La première victoire du Forum des citoyens de l’alternance est le fait qu’il ait eu lieu. Parole de Zéphirin Diabré. Et il est formel à l’endroit de tous ceux qui font de l’alternance au Burkina un sujet tabou: «Pour nous, que ce soit en politique ou ailleurs, rien n’est tabou dès lors qu’il s’agit de l’avenir de notre pays, de notre avenir et de celui de nos enfants». Mais Diabré ne s’arrête pas là. Il y a, dit-il, des signaux très révélateurs d’une «soif d’alternance» dans notre pays.
«Les membres du Forum sont habités par la conviction très profonde, que toute démocratie reste inachevée tant qu’elle n’a pas produit une alternance. Notre démocratie appartient à cette catégorie. Observateurs attentifs de l’évolution de leurs pays, les membres de ce mouvement de masse sont interpellés par des signaux persistants d’un malaise profond qui, selon eux, traduit une soif d’alternance dans notre pays. Cette soif se nourrit d’abord des insuffisances et des échecs de notre politique de développement dont la caractéristique principale est son incapacité notoire à éliminer la pauvreté.

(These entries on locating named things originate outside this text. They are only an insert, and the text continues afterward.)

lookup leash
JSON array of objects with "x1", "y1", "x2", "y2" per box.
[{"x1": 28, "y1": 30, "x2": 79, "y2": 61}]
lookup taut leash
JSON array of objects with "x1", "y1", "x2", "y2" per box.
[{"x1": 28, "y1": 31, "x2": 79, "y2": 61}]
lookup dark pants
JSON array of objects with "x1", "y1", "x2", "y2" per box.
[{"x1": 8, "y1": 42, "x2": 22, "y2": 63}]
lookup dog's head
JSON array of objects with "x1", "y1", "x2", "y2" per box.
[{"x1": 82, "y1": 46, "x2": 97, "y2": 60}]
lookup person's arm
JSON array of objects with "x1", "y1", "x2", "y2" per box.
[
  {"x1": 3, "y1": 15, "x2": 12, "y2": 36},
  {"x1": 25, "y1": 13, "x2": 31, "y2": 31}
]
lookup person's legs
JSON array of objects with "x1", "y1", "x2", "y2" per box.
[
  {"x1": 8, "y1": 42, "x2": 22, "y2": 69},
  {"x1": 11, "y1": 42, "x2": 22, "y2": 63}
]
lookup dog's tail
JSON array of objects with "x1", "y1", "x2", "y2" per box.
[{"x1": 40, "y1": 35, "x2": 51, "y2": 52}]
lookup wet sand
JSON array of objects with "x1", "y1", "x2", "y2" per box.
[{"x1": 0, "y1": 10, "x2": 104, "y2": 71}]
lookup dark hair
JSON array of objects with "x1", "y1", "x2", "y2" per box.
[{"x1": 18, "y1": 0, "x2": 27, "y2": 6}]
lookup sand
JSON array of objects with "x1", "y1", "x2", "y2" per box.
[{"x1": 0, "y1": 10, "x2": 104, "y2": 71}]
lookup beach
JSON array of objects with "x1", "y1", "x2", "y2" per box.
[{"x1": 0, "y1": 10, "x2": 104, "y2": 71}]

Mais cette soif se nourrit aussi et surtout d’un grand sentiment d’injustice qui risque de mettre à mal notre fragile équilibre social. Ceux qui travaillent à la sueur de leur front et à la force de leur poignet, sont révoltés de voir que d’autres, nullement plus méritants, mais simplement assis à la bonne place, ou titulaires des bonnes relations et des bonnes protections, prennent comme un ascenseur spécial à grande vitesse vers l’enrichissement. Ils sont choqués de voir combien l’Etat, notre bien commun à tous, est devenu un instrument d’enrichissement aux mains de gens promus uniquement sur la base de relations de concussion, et dont l’énergie se dépense plus dans les surfacturations de marchés, que dans la conduite laborieuse de nos chantiers de développement. Enfin, cette soif d’alternance se nourrit de ce que, en démocratie, lorsqu’un peuple est dirigé par les mêmes personnes pendant un certain temps, et (que cela dure et perdure, forcément, il commence à se poser un certain nombre de questions. Il se les pose davantage quand, confronté à des difficultés de la vie quotidienne, il se dit que peut-être que d’autres personnes, mettant en œuvre une autre politique, peuvent peut-être améliorer son sort. Il se les pose avec insistance lorsque, par la circulation des informations, il voit que dans d’autres pays, des camps politiques différents se succèdent au pouvoir, suite à des élections qui ressemblent à ce qui se passe chez lui, et ce, sans que la paix sociale ni la stabilité des institutions ne soit remises en cause. Il se les pose par amour pour son pays, et par le souci de l’avenir que devront affronter ses enfants.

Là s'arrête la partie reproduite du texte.